Inevitably, perhaps, distraction came during Book 3 of The Iliad. To admire dedicated rereaders, as I do, is insufficient inducement to compel me to turn to an old favourite again, not often enough to make me a Nabokovian good reader; “A good reader, a major reader, an active and creative reader is a rereader.” I shall settle for dilettante reader status for now and promise to try better. Ellis Sharp’s Twenty-Twenty kept whispering my name, linked in my mind to Gabriel Josipovici’s 100 Days, both of which Steve listed as his favourite books of last year. I’ve been dipping again into the latter, rereading with great pleasure.
This afternoon I went to a bookshop to buy George Eliot’s Scenes of Clerical Life. Before adopting her nom de plume, Eliot taught herself Latin and spent a decade translating Spinoza’s Ethics, the first translation into English, unfortunately not published in her lifetime. Only after completing this project did she turn to writing fiction, Scenes being her first published collection of stories.
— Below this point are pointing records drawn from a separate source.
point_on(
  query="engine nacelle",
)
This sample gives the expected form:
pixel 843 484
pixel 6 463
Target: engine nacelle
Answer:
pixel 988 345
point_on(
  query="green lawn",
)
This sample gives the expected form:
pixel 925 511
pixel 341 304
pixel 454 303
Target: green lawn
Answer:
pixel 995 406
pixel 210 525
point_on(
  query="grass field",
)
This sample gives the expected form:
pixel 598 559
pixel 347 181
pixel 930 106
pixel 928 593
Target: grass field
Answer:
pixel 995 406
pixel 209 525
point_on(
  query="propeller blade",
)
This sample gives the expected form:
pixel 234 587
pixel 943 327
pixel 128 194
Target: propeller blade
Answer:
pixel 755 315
In a letter to Dr. Payne in 1876 Eliot wrote, “My writing is simply a set of experiments in life—an endeavour to see what our thought and emotion may be capable of—what stores of motive. . . give promise of a better after which we may strive to keep hold of as something more sure than shifting theory.” I am fascinated to explore how Eliot’s ideas found expression in her fiction. Clare Carlisle, in an interview, argued that Eliot is a philosophical novelist. My plan is to trace Eliot’s thinking through the fiction. This will, of course, involve rereading Middlemarch as I progress chronologically, if I am able to resist the distractions of a library with over six-hundred unread books.